Buried within our fat tissue are stashes of stem cells—a hidden reservoir of cells that, if given the right cues, can transform into cells that make up bone, cartilage or fat. These cells therefore represent a much-needed store for regenerative therapies that rebuild bone or cartilage lost to disease or injury.
![Finding cells that have bone-making potential is more efficiently done by looking at the genes they express (in this case, ALPL) than at proteins on their surface. The bone matrix being produced by cells is stained red in samples of cells that do not express ALPL (left), those that do express ALPL (right). [Credit: Darling lab/Brown University]](https://aholdencirm.files.wordpress.com/2014/10/80299.jpg?w=676&h=177)
Finding cells that have bone-making potential is more efficiently done by looking at the genes they express (in this case, ALPL) than at proteins on their surface. The bone matrix being produced by cells is stained red in samples of cells that do not express ALPL (left), those that do express ALPL (right). The center image shows both types of cells prior to sorting [Credit: Darling lab/Brown University]
The only problem with these tucked-away cellular reservoirs, however, is identifying them and getting them out.
But now, researchers at Brown University have devised a unique method of identifying, extracting and then cultivating these bone-producing stem cells.
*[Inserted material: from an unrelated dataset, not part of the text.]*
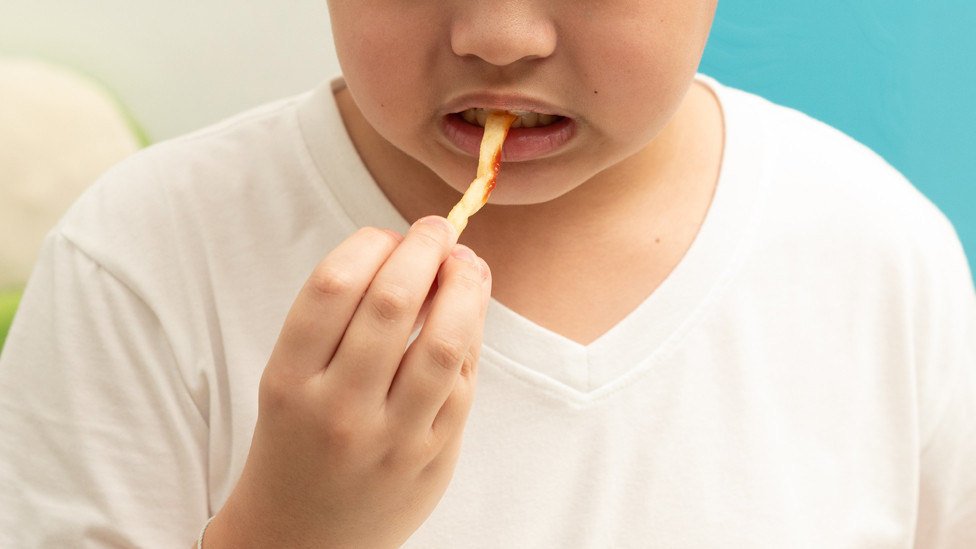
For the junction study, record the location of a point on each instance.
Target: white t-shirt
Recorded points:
(806, 377)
Their results, published today in the journal Stem Cell Research & Therapy, seem to offer a much-needed alternative resource for growing bone.
Traditional methods attempting to locate and extract these stem cells focused on proteins that reside on the surface of the cells. Find the proteins, scientists reasoned, and you’ve found the cell.
Unfortunately, that method was not fool proof, and many argued that it wasn’t finding all the cells that reside in the fat tissue. So Brown scientists, led by Dr. Eric Darling found an alternative.
They knew that a gene called ALPL is an indicator of bone-making cells. If the gene is switched on, the cell has the potential to make bone. If it’s switched off, it does not. So Darling and his team devised a fluorescent marker, or tag, that stuck to the cells with activated ALPL. They then used a special machine to sort the cells: those that glowed went into one bucket, those that did not went into the other.
To prove that these ALPL-activated cells were indeed capable of becoming bone and cartilage, they then cultivated them for several weeks in a petri dish. Not only did they transform into the right cell types—they did so in greater numbers than cells extracted using traditional methods.
Hetal Marble, a graduate student in Darling’s lab and the paper’s first author, argues that tagging genes—rather than surface proteins—in order to distinguish and weed out cell types represents an important paradigm shift in the field. As he stated in a press release:
“Approaches like this allow us to isolate all the cells that are capable of doing what we want, whether they fit the archetype of what a stem cell is or is not. The paradigm shift is thinking about isolating populations that are able to achieve an end point rather than isolating populations that fit a strictly defined archetype.”
While their method is both precise and accurate, there is one drawback: it is slow.
Currently, it takes four days to tag, extract and cultivate the bone-making cells. In the future, the team hopes they can shorten this time frame so that they could perform the required steps within a single surgical session. As Darling stated:
“If you can take a patient into the OR, isolate a bunch of their cells, sort them and put them back in—that’s ideally where we’d like to go with this.”